I know that angularjs provides an $http
object with which I can make get requests. I have previously used this to obtain json, can I use the same object to obtain XML (HTML)? (I believe the response will be encoded using gzip).
Thanks!
Upvotes: 2
Views: 6770
Reputation: 1037
Getting an xml file with $httpProvider
doesn't pass response data into your callback in the form of a DOM.
Use the below example as a pattern, and convert the returned text using the DOMParser
or appropriate ActiveX object in an old IE client.

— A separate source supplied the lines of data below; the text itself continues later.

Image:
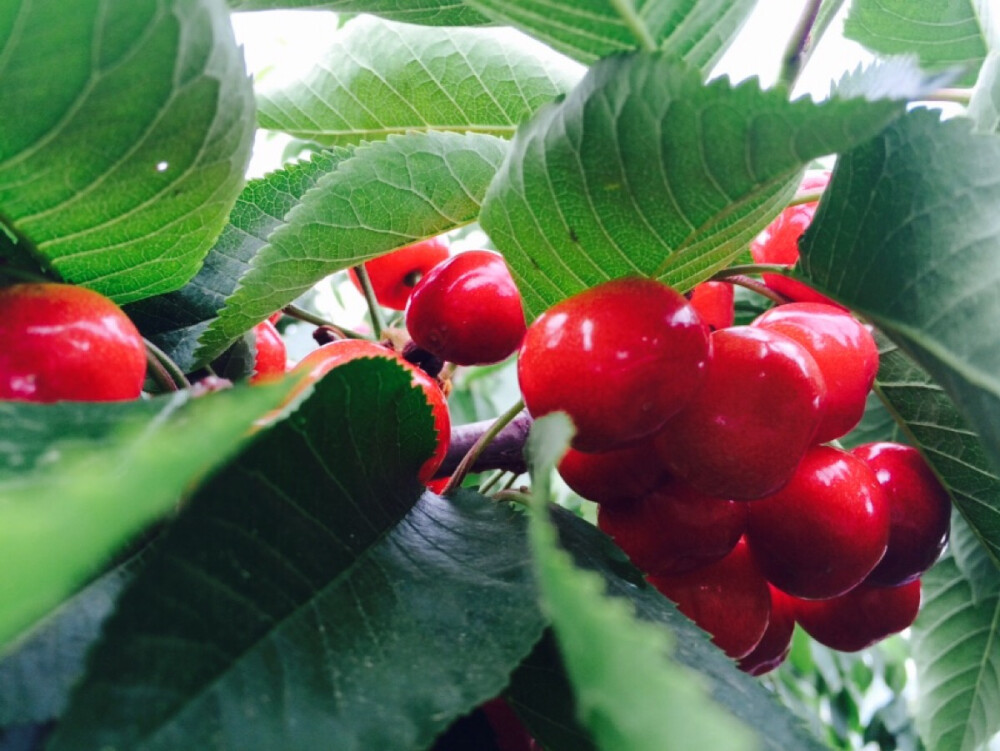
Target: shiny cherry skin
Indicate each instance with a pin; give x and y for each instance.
(919, 509)
(321, 361)
(613, 477)
(845, 352)
(394, 275)
(467, 310)
(674, 528)
(779, 243)
(825, 531)
(619, 358)
(272, 358)
(860, 618)
(63, 342)
(729, 599)
(743, 433)
(715, 303)
(776, 643)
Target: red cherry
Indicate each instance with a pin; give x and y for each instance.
(715, 302)
(779, 243)
(844, 350)
(776, 643)
(619, 358)
(674, 528)
(729, 599)
(467, 310)
(825, 531)
(272, 358)
(321, 361)
(613, 477)
(861, 617)
(62, 342)
(394, 275)
(743, 433)
(919, 509)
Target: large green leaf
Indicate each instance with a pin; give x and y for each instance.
(379, 77)
(697, 30)
(387, 195)
(907, 234)
(643, 170)
(309, 597)
(956, 649)
(126, 132)
(79, 480)
(943, 33)
(174, 321)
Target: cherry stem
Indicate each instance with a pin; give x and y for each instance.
(301, 314)
(173, 369)
(479, 446)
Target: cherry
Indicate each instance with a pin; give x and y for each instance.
(825, 531)
(743, 433)
(674, 528)
(919, 510)
(619, 358)
(729, 599)
(321, 361)
(613, 477)
(779, 243)
(394, 274)
(467, 310)
(715, 302)
(272, 358)
(861, 617)
(63, 342)
(845, 352)
(776, 643)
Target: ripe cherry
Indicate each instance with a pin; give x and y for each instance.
(63, 342)
(776, 643)
(674, 528)
(729, 599)
(321, 361)
(272, 357)
(613, 477)
(743, 433)
(394, 275)
(919, 508)
(619, 358)
(845, 352)
(467, 310)
(715, 302)
(825, 531)
(779, 243)
(861, 617)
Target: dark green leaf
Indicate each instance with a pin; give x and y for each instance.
(311, 598)
(378, 78)
(643, 170)
(120, 170)
(387, 195)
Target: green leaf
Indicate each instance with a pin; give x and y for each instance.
(643, 170)
(79, 480)
(387, 195)
(174, 321)
(631, 695)
(697, 30)
(957, 653)
(310, 597)
(428, 12)
(379, 77)
(119, 172)
(943, 33)
(907, 234)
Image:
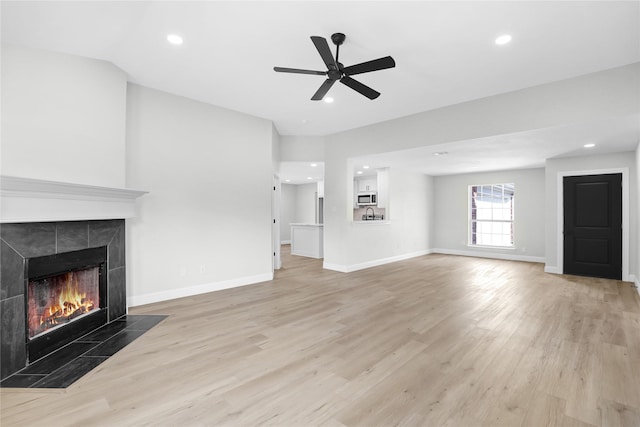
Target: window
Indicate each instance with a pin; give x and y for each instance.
(491, 215)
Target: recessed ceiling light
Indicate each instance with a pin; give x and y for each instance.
(503, 39)
(174, 39)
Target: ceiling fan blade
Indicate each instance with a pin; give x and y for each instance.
(322, 91)
(324, 51)
(375, 65)
(359, 87)
(298, 71)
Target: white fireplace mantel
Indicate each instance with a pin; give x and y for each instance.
(35, 200)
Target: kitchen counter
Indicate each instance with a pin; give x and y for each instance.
(307, 240)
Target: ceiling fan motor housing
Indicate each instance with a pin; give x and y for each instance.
(338, 38)
(337, 72)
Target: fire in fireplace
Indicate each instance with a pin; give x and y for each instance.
(59, 299)
(66, 298)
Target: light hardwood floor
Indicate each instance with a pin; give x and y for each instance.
(436, 340)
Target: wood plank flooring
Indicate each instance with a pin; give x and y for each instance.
(433, 341)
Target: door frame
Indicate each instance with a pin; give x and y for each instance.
(625, 215)
(276, 196)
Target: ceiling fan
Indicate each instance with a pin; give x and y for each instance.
(337, 72)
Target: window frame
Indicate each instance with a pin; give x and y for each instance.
(470, 219)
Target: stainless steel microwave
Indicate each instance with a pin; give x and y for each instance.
(369, 198)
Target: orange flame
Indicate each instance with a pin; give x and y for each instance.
(70, 303)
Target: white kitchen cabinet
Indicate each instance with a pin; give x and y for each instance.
(383, 187)
(320, 189)
(367, 183)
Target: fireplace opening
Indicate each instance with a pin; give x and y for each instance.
(66, 298)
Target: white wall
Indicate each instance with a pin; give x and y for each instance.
(554, 168)
(306, 203)
(636, 270)
(63, 118)
(451, 203)
(205, 224)
(287, 211)
(301, 148)
(593, 97)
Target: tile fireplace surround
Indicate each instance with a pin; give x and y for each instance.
(40, 218)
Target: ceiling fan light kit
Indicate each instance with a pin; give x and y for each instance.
(337, 72)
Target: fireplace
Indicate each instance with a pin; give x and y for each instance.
(37, 252)
(66, 298)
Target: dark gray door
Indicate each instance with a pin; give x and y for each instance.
(593, 225)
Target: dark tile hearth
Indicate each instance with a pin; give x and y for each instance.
(63, 367)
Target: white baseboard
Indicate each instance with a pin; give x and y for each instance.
(494, 255)
(150, 298)
(552, 269)
(374, 263)
(636, 282)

exampleModule = angular.module('exampleModule', []);
exampleController = exampleModule.controller('exampleController', ['$scope', '$http', function ($scope, $http) {
$http.get("example.xml").then(function (response) {
var dom;
if (typeof DOMParser != "undefined") {
var parser = new DOMParser();
dom = parser.parseFromString(response.data, "text/xml");
}
else {
var doc = new ActiveXObject("Microsoft.XMLDOM");
doc.async = false;
dom = doc.loadXML(response.data);
}
// Now response is a DOMDocument with childNodes etc.
return dom;
});
}]);
Upvotes: 2
Reputation: 3561
You should be able to use $http
for getting response data other than JSON. The $http
documentation explains that one of the default response transforms is If JSON response is detected, deserialize it using a JSON parser
. However if you request something else (for example an HTML template) response.data
should have the string value of that HTML. In fact Angular uses $http
for pulling down HTML for use with ngInclude
, etc.
The gzip (or unzipping in this case) should be handled by the browser before the response gets to $http
.
Upvotes: -1